Der Rechtsstaat  wird genau wie mit dem Bundestrojaner, still und geräuschlos beerdigt.


----------



## A John (16 Januar 2007)

*AW: Willkürstaat: "Richtervorbehalt für die Rasterfahndung wurde umgangen"*



Jedermann schrieb:


> wahrscheinlich kapiert keiner  der über 20 Millionen Überprüften, was da abgezogen wird.


Doch.

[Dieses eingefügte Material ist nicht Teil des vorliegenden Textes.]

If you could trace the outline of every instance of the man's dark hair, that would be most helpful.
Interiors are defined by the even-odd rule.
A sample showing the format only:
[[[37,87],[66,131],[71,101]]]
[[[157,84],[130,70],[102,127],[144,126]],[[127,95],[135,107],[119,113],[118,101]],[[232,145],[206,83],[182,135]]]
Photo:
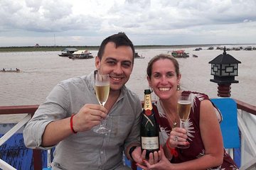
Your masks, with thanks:
[[[117,34],[114,34],[110,35],[110,37],[105,39],[100,46],[100,49],[97,53],[97,57],[100,60],[102,60],[102,55],[104,53],[104,50],[105,48],[106,45],[110,42],[112,42],[115,44],[115,47],[117,48],[119,46],[125,45],[131,47],[132,50],[132,63],[134,61],[134,55],[135,55],[135,50],[134,46],[133,45],[132,41],[128,38],[128,37],[125,35],[124,33],[119,32]]]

Daten (auch) von mir waren Gegenstand einer Datenbankabfrage.
Derartiges widerfährt *jedem* Bundesbürger, der nicht im Untergrund lebt, täglich.

Gruß A. John


----------



## Captain Picard (16 Januar 2007)

*AW: Willkürstaat: "Richtervorbehalt für die Rasterfahndung wurde umgangen"*

passend zum Thema 
http://www.heise.de/newsticker/meldung/83764


> Datenschützer warnt vor wachsendem Zugriff auf persönliche Daten


----------



## KatzenHai (16 Januar 2007)

*AW: Willkürstaat: "Richtervorbehalt für die Rasterfahndung wurde umgangen"*

Ist ja schon gut, dass zwei Berufene mit Engagement und Kenntnis sich kümmern.
Muss ich nichts unternehmen, werde aber auch geschützt. Denn betroffen bin ich natürlich ebenfalls ...

Muss ich mich jetzt schämen?


----------



## Captain Picard (16 Januar 2007)

*AW: Willkürstaat: "Richtervorbehalt für die Rasterfahndung wurde umgangen"*



KatzenHai schrieb:


> Muss ich nichts unternehmen, werde aber auch geschützt.
> Denn betroffen bin ich natürlich ebenfalls ...

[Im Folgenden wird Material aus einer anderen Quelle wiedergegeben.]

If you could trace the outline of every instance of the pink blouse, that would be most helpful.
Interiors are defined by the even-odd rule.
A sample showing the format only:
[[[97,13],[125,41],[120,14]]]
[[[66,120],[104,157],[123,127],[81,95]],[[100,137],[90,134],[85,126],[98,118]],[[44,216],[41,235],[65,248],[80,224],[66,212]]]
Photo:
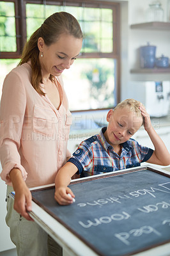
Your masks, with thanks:
[[[72,124],[61,77],[56,78],[61,101],[57,110],[32,86],[31,74],[24,63],[6,76],[0,109],[1,177],[12,185],[9,173],[17,168],[29,188],[54,182],[70,156],[67,141]]]

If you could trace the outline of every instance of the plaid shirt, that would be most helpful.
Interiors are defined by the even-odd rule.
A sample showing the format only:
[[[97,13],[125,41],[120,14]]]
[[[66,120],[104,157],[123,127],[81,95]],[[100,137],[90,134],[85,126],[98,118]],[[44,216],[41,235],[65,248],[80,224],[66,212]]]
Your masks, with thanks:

wird  gern als Totschlagargument für die Rechtfertigung der Schnüffelei eingesetzt unter
 dem Motto, wer nichts zu verbergen hat, darf gar nicht  dagegen sein...

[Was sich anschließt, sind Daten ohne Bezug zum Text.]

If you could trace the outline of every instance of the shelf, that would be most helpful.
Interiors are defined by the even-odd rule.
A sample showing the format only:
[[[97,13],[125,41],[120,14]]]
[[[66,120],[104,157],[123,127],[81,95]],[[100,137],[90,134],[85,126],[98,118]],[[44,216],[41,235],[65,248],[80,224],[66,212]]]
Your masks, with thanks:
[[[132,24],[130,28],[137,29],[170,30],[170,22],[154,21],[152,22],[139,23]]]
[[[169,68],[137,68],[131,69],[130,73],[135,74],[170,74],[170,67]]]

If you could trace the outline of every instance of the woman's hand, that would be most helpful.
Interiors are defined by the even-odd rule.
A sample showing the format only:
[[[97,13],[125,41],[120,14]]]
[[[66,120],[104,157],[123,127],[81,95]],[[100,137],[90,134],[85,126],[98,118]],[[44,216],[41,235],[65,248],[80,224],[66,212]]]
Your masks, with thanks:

PS: auch so noch gefällig? 
http://www.pcwelt.de/news/sicherheit/68993/


> Einsatzprotokolle des Polizeipräsidiums Südhessen mit Namen und Daten kontrollierter Bürger
> sind versehentlich im Internet gelandet. Trotz intensiver Bemühungen von Polizei und Datenschützern
> konnten die Dateien bis Dienstagmittag nicht gelöscht werden, meldete der Radiosender FFH.


----------



## KatzenHai (16 Januar 2007)

*AW: Willkürstaat: "Richtervorbehalt für die Rasterfahndung wurde umgangen"*

Ich meinte:

Ich finde es nicht gut, was da passiert ist. Auch wenn ich nichts zu verbergen habe.

Danke @Kollegen, die jetzt dagegen vorgehen.


----------